L’histoire familiale

Christine m’apprendra qu’elle a son permis de conduire mais qu’elle : « ne conduit pas car elle a peur de faire mal aux autres.» Dans la réalité, elle utilisait le vélo pour ses déplacements.

Pour se protéger de ses fantasmes schizo-paranoïdes déplacés sur la voiture, objet qui rappelle curieusement le ventre maternel, Christine préfèrera dépendre de sa mère pour les trajets importants. Elle était prise dans ses angoisses qui la paralysaient dans tous les sens du terme, dans une incapacité psychique de s’approprier sa propre réalité psychique.
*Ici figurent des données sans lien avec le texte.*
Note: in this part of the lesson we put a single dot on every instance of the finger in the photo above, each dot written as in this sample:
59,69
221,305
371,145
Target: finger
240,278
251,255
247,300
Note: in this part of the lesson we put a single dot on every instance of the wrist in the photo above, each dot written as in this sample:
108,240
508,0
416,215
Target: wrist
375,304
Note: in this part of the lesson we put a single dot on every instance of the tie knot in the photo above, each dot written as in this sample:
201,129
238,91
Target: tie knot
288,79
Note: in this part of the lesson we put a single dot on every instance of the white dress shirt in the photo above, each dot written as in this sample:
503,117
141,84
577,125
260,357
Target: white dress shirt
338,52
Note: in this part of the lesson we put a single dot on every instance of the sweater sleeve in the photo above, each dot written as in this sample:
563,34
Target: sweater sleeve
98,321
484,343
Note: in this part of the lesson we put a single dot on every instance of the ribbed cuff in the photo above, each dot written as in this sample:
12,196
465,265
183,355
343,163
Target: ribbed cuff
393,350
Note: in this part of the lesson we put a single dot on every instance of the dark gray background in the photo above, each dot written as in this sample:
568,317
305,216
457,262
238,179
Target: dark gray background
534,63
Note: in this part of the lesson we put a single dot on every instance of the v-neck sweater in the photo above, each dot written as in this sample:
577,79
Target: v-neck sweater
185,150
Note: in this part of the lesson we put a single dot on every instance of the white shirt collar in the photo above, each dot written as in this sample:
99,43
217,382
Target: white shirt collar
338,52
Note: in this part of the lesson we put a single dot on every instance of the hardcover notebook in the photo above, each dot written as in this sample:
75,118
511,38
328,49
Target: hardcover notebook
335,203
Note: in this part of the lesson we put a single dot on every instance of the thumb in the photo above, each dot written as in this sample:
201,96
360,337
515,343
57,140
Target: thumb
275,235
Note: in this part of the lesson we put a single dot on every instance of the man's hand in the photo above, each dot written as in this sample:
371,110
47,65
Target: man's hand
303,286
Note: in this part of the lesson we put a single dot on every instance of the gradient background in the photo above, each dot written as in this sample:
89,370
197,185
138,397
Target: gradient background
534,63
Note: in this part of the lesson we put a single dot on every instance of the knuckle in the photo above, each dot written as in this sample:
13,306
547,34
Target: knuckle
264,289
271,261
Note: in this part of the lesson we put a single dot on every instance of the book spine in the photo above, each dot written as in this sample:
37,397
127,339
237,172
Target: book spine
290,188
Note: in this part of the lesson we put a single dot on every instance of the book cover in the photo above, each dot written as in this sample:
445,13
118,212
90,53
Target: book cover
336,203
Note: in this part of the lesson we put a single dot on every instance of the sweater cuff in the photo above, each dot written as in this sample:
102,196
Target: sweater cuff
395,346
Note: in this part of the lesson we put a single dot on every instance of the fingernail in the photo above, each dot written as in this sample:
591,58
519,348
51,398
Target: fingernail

Nous sentions une pauvreté élaboratricechez le sujet qui contrastait avec l’aspect intellectuel. En effet, Christine lisait énormément, surtout de la poésie, elle écoutait de la musique classique et avait une préférence pour l’opéra. Par rapport à de nombreux bénéficiaires que nous avons suivis en entretien, Christine s’en distinguait par ses centres d’intérêts.

Au bout d’un certain temps de suivi, je me décidais à poser des questions à Christine sur son histoire familiale.

Le père de Christine avait été élevé par sa mère à partir de l’âge de huit ans. En effet, celle-ci divorça de son mari parce qu’il buvait.  Vivant en Algérie avec son mari qui s’était engagé dans l’armée, elle décida de repartir en France, seule avec son fils. Christine précisera que son père a eu un frère mort né et que le père de son grand-père était un : «  bâtard », il n’avait pas connu son père, et avait été élevé par son beau-père qui était d’origine polonaise.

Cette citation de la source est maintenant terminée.